Polos tingkahmu, ayu parasmu, tak kenal benci, apalagi memaki. Kalaulah ada kesalahan, tersebab karena engkau belum mengerti.
Bagimu waktu luang ayahmu adalah harta istimewa, yang tak bisa ditukar apapun selain bermain bersama.
Bermain ular tangga versimu dan aturanmu memang menyenangkan. Tak ada tipu kecurangan apalagi berpikir taktis yang melelahkan.
Sesekali engkau berceloteh sambil melempar dadu. Tak bosan kau jelaskan hal yang ku sudah tahu.
Tanpa terasa, ayahmu yang memang selalu menang permainan. Mendahuluimu masuk finish dan berteriak “hore, abi menang!”
Engkau membuatku tertegun, lalu memberi sebuah pelajaran.

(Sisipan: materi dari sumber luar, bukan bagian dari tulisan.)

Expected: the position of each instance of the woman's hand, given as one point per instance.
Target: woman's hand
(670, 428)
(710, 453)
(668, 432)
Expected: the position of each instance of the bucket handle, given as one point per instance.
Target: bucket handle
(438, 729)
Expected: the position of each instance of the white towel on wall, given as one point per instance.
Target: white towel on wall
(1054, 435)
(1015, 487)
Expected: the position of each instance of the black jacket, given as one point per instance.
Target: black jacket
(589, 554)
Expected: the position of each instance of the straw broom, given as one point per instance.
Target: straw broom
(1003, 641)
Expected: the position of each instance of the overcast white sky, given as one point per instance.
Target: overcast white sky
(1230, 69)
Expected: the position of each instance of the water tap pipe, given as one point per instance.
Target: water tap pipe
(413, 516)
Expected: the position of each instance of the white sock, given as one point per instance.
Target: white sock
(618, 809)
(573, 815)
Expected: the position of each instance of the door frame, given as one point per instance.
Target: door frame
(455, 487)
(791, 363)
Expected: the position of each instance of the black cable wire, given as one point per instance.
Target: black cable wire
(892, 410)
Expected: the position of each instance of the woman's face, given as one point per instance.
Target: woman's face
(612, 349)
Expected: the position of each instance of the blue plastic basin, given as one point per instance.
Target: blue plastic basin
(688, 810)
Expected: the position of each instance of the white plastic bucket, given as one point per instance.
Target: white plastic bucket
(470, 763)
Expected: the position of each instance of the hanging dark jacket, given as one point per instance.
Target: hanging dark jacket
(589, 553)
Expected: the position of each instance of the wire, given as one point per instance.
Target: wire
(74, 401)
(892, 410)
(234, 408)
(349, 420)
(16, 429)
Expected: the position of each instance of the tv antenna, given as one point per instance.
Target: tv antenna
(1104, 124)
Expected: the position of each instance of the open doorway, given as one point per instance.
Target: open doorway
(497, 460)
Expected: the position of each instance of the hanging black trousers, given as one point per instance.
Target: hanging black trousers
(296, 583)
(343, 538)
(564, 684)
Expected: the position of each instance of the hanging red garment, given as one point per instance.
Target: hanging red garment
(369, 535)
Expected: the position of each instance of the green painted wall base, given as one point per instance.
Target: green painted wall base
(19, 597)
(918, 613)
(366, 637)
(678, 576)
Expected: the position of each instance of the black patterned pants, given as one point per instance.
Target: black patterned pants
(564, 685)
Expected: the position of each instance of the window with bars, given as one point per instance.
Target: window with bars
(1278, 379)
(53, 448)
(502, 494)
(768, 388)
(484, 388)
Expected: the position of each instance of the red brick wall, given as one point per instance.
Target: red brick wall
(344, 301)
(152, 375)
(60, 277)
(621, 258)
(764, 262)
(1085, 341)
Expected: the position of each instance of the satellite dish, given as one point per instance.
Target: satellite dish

“Abi, ini bukan tentang menang-kalah, ini cuma permainan. Tapi, yang finish harus menunggu yang belum finish”.
Jadilah ayahmu menunggu sembilan lemparan dadumu. Entah kenapa, aku lalu ingin memelukmu, iri dengan dirimu. Engkau tak menganggap dunia beban, bagimu semua cuma permainan
“Nah, sekarang alila sama abi sama-sama di garis finish”. Sekarang ada kelegaan di raut wajahmu.
“Abi, besok main lagi ya”, sekarang giliran aku tertegun.
Hampir-hampir tadi aku tak mau meladeni permainanmu. Hampir-hampir tadi keberadaanmu jadi gangguan bagiku.
Hampir-hampir ayahmu berbuat sesuatu yang kelak disesali masa. Mengabaikan diriku saat ingin engkau memerlukanku, menginginkanku.
Engkau mengingatkanku apa arti ayah bagi anaknya. Ayah tak harus selalu mencukupi, tapi ayah harus selalu menyemangati.
Ayah tak harus selalu di depan, tapi ayah harus selalu menjaga di belakang. Ayah tak harus selalu di depan, tapi ayah selalu di sampingmu.
Sekarang pipi kananmu bersandar di dadaku dan tanganmu melingkar di pinggangku. Namun berapa lama lagi ayahmu menikmati semua ini?
Satu saat nanti aku akan merindukanmu merepotkan diriku. Sebentar lagi aku akan merindukan panggilanmu, “abi, main yuk”.
Ayah tak perlu punya harta, karena engkau perlu hanya waktu. Ayah tak perlu pintar bicara, karena yang kau pinta hanya bersama.
Dan paling membanggakan bagiku atasmu, saat engkau ditanya seperti apa pasanganmu kelak? Dan engkau menjawab, “seperti abi”.
@FelixSiauw
Mataku perlahan membasah saat mengetik ulang huruf demi huruf di atas. Jari-jariku lincah menari di atas gadget hitam kesayanganku ini. Sekian lama menyombongkan diri sibuk dengan urusan kantor, aku memaksa menyempatkan diri mampir ke tanah twitter, menyambangi beberapa akun favorit. Gerakan jariku berhenti saat membaca postingan ustadz Felix Siauw di atas. Otakku langsung merespon cepat. Tulisan indah ini, harus melahirkan satu tulisan lainnya. Walau tak bisa seindah tulisan beliau. Kagum sekali dengan cara beliau menulis. Sederhana, tapi mengena.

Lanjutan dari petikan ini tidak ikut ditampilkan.